This is a Newbie Question.
In the Code below
val var_A=graphA.edges
.filter{case(currEdge)=>currEdge.srcId==currEdge.dstId}
.map{case(currEdge)=>(currEdge.srcId,currEdge.attr)}
var_A
has a type RDD[(graphx.VertexId,Double)]
I want to create a Map using graphx.VertexId
as key, but then I map have a large Dataset and I was trying to use "lookup" instead.

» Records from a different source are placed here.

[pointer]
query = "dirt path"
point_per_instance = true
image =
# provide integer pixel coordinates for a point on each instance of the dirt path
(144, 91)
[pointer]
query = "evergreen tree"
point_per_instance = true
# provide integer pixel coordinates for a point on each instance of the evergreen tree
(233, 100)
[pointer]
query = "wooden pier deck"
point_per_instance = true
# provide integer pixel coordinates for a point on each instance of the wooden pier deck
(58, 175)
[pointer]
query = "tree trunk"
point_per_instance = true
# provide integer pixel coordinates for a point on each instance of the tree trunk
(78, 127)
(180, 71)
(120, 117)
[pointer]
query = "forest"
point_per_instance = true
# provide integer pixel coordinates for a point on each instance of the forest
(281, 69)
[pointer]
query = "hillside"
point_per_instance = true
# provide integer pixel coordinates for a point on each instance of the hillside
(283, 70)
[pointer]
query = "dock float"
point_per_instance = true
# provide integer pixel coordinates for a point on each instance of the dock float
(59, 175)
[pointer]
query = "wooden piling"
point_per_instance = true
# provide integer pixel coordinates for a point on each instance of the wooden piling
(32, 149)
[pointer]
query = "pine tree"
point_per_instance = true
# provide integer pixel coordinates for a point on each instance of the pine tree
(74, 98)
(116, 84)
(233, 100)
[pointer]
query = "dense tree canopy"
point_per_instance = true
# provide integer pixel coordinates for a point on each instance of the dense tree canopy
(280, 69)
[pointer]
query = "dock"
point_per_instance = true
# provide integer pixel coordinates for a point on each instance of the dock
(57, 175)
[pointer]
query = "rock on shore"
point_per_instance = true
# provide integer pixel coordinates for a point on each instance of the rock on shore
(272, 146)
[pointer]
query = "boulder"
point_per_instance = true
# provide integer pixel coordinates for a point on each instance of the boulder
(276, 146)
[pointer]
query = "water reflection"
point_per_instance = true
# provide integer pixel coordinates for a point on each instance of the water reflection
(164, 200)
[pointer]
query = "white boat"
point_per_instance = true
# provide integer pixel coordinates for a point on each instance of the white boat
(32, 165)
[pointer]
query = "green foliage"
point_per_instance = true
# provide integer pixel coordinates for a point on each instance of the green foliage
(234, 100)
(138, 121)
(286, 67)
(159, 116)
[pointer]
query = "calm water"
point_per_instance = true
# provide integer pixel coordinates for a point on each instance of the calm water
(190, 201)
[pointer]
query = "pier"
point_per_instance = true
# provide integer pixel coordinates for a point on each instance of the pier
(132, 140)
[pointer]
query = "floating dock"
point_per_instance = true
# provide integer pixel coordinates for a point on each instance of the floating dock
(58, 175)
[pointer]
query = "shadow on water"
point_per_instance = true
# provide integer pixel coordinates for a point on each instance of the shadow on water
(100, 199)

But when I use lookup on "var_A", then it shows me
return type: Seq[Double]
and Input/Key type: graphX.VertexId
.
I am troubled with the return type which I expect to be Double
rather than Seq[Double]
. Please point out the error.
Then I made var_B:
val var_B= var_A.zipWithUniqueId
Now when I use look up on "var_B", I get
return type: Seq[Long]
and
Input/Key type: (graphX.VertexId,Double)
.
I basically want to lookup with graphX.VertexId
as Input/Key type and want Double
as the return Type.
Also I am doing this because Map may not have fitted on the driver's memory, causing OOM exceptions perhaps. But Actually the maximum Tuples that I would have will be in the order of 10^4. So is actually Big to be stored in Memory and broadcasted in the cluster?